My problem was that I was normalizing velocity vectors with zero length. If you normalize those, you divide by zero, resulting in NaN.
You can fix this by simply performing a check whether your velocity's length is zero before using it in any further calculations.
I hope this helps!
Uhm I know it's an old question, but I noticed something and maybe it can be useful to somebody, so...
I think there's a problem here:
v.x = (v.x + self._rooms[_agent].startX - self._rooms[i].startX) * distance
v.y = (v.y + self._rooms[_agent].startY - self._rooms[i].startY) * distance
Why do you multiply these equations by the distance?
"(self._rooms[_agent].startX - self._rooms[i].startX)" already contains the (squared) distance!
Plus, multiplying everything by "distance" you modify your previous results stored in v!
If at least you put the "v.x" outside the bracket, the result would just be higher, the normalize function will fix it. Although that's some useless calculation...
By the way I'm pretty sure the code should be like:
v.x = v.x + (self._rooms[_agent].startX - self._rooms[i].startX)
v.y = v.y + (self._rooms[_agent].startY - self._rooms[i].startY)
I'll make an example. Imagine you have your main agent in (0,0) and three neighbours in (0,-2), (-2,0) and (0,2). A separation steering behaviour would move the main agent toward the X axis, at a normalized direction of (1,0).

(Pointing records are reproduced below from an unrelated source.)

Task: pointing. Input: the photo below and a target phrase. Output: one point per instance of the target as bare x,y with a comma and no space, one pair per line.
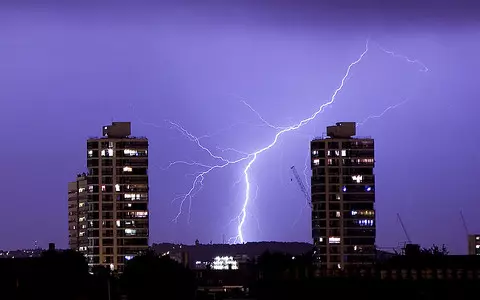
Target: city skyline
65,74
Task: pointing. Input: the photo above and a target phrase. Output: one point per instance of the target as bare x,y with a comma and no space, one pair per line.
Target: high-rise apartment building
343,198
473,244
116,192
77,214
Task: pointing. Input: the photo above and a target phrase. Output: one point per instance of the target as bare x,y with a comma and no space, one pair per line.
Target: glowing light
250,158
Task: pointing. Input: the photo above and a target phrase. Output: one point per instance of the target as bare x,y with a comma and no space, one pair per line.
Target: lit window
129,232
334,240
130,152
357,178
141,214
365,222
107,152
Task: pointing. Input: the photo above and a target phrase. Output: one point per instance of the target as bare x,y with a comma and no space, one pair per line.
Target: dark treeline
64,275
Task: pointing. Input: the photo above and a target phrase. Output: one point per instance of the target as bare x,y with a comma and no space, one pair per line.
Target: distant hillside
207,252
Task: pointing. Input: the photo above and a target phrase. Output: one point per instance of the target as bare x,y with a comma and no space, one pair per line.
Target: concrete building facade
473,244
77,214
343,198
117,194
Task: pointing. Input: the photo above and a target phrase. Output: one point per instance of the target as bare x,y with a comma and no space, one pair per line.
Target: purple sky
66,71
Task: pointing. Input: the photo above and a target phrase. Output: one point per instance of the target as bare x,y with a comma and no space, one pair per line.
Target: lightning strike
382,113
250,158
243,213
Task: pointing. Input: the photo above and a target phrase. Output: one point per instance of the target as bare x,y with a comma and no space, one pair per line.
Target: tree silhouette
147,275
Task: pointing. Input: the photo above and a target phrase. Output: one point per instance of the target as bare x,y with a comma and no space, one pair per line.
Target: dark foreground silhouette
64,275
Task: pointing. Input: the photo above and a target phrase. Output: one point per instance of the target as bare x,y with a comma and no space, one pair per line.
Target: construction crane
302,186
409,241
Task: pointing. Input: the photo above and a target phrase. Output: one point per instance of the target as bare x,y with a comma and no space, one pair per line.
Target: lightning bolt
412,61
370,117
251,158
243,213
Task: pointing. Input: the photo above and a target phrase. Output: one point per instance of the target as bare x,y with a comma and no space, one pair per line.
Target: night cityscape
239,149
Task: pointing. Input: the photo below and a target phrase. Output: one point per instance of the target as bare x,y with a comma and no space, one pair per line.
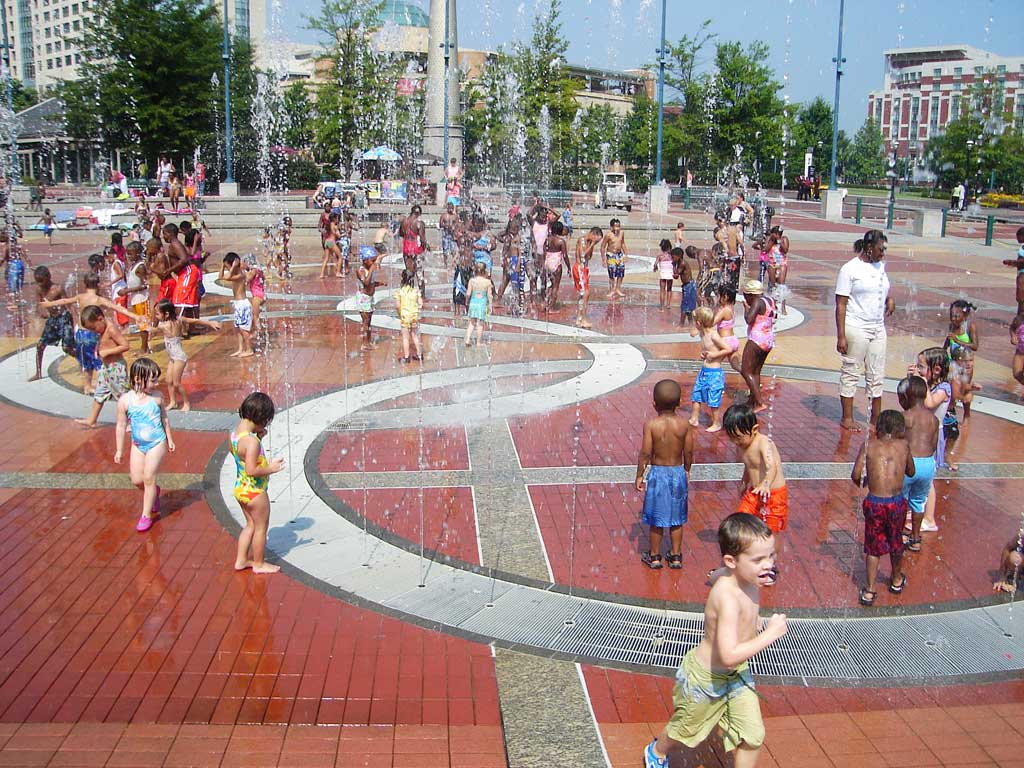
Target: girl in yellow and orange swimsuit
252,481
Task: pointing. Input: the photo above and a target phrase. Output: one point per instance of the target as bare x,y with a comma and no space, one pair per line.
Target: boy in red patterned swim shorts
764,492
881,465
581,271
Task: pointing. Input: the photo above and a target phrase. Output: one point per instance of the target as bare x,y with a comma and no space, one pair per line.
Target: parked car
613,192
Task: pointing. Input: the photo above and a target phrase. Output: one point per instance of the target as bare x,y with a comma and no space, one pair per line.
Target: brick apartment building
926,88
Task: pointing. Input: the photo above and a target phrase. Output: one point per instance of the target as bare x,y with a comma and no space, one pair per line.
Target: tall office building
927,88
44,35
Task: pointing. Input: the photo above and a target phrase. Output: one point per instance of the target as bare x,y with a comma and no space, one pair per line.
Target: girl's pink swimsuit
731,341
762,331
256,286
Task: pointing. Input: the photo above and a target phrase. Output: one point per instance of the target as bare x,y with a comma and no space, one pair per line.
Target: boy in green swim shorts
714,686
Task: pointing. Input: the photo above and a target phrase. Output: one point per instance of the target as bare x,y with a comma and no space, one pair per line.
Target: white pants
865,353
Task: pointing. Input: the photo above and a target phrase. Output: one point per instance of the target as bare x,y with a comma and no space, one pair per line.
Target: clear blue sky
623,34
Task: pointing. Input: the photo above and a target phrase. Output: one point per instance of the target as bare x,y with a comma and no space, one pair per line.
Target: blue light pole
448,75
9,88
226,55
660,98
839,74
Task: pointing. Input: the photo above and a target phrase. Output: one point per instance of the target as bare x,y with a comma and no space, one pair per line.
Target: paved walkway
501,479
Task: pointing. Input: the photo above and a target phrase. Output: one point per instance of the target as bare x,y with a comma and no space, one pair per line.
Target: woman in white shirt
862,303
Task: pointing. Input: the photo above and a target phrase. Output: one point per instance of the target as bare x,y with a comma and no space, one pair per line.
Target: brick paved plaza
510,464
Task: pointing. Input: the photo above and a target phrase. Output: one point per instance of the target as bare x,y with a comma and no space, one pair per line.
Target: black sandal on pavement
651,561
896,590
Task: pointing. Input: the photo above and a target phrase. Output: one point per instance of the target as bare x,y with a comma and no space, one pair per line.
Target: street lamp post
448,59
226,55
839,74
9,88
968,174
660,97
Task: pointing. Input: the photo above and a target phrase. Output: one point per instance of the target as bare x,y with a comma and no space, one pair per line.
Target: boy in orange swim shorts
764,492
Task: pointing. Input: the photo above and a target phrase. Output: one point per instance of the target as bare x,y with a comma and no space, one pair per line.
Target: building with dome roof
403,13
404,27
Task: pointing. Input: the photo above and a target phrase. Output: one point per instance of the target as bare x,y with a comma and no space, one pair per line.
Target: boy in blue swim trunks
923,434
666,457
59,328
613,258
710,385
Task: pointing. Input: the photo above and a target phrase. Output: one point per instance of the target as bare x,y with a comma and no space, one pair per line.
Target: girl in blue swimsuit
151,435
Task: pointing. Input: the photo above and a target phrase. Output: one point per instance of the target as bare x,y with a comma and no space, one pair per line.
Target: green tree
144,78
813,131
299,113
958,154
684,59
1007,161
352,105
639,139
748,110
866,162
685,135
546,88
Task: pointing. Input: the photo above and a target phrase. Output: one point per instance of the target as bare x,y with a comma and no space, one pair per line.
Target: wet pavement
120,648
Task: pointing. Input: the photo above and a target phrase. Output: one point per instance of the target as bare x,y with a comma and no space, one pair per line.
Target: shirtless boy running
714,683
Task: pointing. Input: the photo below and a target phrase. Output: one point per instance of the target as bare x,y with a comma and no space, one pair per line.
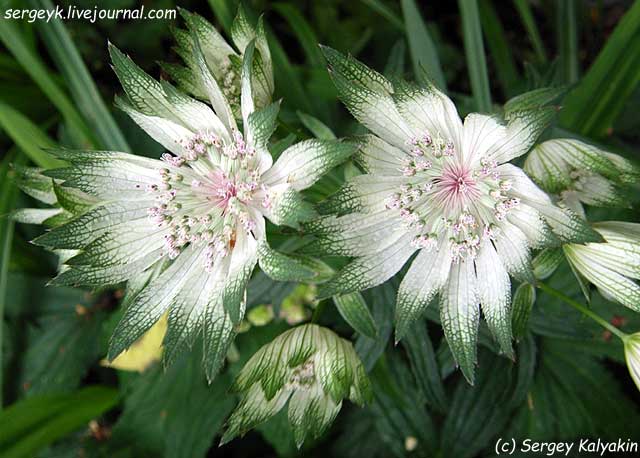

Let's focus only on the Y component of the result vector.
The math should be something like this:
--Iteration 1
v.y = 0 + ( 0 + 2 )
--Iteration 2
v.y = 2 + ( 0 - 0 )
--Iteration 3
v.y = 2 + ( 0 - 2 )
--Result
v.y = 0
Which is consistent with our theory.
This is what your code do:
(note that the distance is always 2)
--Iteration 1
v.y = ( 0 + 0 + 2 ) * 2
--Iteration 2
v.y = ( 4 + 0 - 0 ) * 2
--Iteration 3
v.y = ( 8 + 0 - 2 ) * 2
--Result
v.y = 12
And if I got the separation steering behaviour right this can't be correct.